LBaaS user needs permissions to POST consumers

Fix proposed to branch: master
Review: https://review.openstack.org/251168

Hi all,

How's the progress for this bug?
It seems like the bug I reported https://bugs.launchpad.net/barbican/+bug/1592612 is somehow related to this bug.
Do any of you mind check out the bug I reported? Thanks a lot.

Sorry Folks, I am stuck into some other priorities right now.

I ran into the same bug as Jiahao, but on liberty stable devstack: https://bugs.launchpad.net/barbican/+bug/1592612
Is there any temporary workaround until this is fixed?

Hi All,

Anyone is working on this bug?

Reviewed: https://review.openstack.org/251168
Committed: https://git.openstack.org/cgit/openstack/barbican/commit/?id=38ecf5b51fef1293e9c1d95d8110c50ae5997f28
Submitter: Jenkins
Branch: master

commit 38ecf5b51fef1293e9c1d95d8110c50ae5997f28
Author: Pan <email address hidden>
Date: Thu Aug 25 12:56:07 2016 -0400

    Remove consumer check for project_id to match containers

    I believe this is the correct behavior, as it would match how
    containers handles these operations.
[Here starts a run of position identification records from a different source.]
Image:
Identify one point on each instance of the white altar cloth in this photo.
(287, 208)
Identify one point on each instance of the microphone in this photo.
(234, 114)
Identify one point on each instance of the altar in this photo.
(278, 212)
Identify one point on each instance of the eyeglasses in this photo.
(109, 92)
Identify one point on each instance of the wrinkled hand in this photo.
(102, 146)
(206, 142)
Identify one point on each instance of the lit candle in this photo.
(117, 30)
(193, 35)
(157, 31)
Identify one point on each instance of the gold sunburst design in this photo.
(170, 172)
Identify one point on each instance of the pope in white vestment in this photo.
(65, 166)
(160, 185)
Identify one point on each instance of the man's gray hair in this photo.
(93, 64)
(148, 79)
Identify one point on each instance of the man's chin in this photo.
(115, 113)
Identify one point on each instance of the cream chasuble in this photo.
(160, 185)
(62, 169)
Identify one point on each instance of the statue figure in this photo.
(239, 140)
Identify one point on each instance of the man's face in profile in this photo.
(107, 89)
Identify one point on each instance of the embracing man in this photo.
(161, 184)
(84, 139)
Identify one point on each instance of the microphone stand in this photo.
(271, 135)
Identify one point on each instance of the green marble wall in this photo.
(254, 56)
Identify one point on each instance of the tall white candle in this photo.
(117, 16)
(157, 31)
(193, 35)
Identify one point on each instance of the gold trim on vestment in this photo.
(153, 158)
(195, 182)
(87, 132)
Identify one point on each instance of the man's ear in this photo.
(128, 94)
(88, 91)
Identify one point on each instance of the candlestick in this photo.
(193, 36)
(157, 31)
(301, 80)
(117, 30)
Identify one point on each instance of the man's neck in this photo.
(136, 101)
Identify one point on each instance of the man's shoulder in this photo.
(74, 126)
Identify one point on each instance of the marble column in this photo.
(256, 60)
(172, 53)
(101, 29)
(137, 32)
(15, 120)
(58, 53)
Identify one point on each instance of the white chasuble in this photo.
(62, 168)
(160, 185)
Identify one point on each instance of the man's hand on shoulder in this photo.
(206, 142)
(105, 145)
This change facilitates
    the LBaaS Barbican TLS workflow (which should be the same as
    what other services will use in the future too).
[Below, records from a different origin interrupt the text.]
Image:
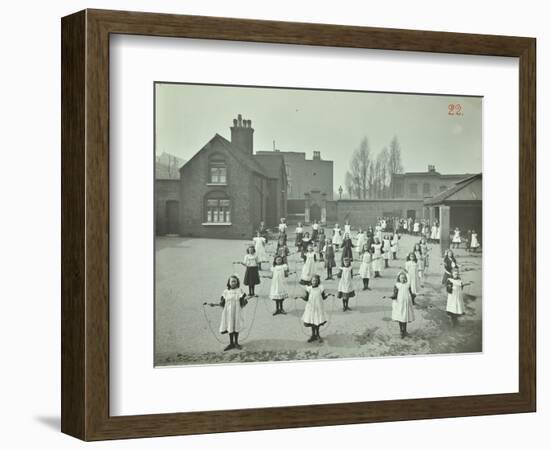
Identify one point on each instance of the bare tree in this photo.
(350, 184)
(359, 168)
(371, 181)
(381, 174)
(395, 165)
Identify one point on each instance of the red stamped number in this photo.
(455, 109)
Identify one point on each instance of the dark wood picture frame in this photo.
(85, 224)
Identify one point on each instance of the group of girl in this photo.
(371, 254)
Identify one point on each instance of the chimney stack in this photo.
(242, 135)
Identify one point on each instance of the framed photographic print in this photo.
(273, 225)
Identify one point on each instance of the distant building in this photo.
(460, 206)
(224, 190)
(420, 185)
(309, 184)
    The RBAC settings for consumer POST should be set to
    use the same ACL rules as container GET (plus admin).

    The RBAC settings for consumer DELETE should be:
     * Any user with Delete permissions on the Container
     * Any user that both: has ACL Read access to the Container; is a member
       of the project that created the Consumer being deleted

    Change-Id: Ie84784573893934c2887814a200e7386314b4f18
    Closes-Bug: #1519170

You will also need this
https://bugs.launchpad.net/barbican/+bug/1624801

This issue was fixed in the openstack/barbican 3.0.0.0rc1 release candidate.

This issue was fixed in the openstack/barbican 3.0.0 release.

Abandoned after re-enabling the Octavia launchpad.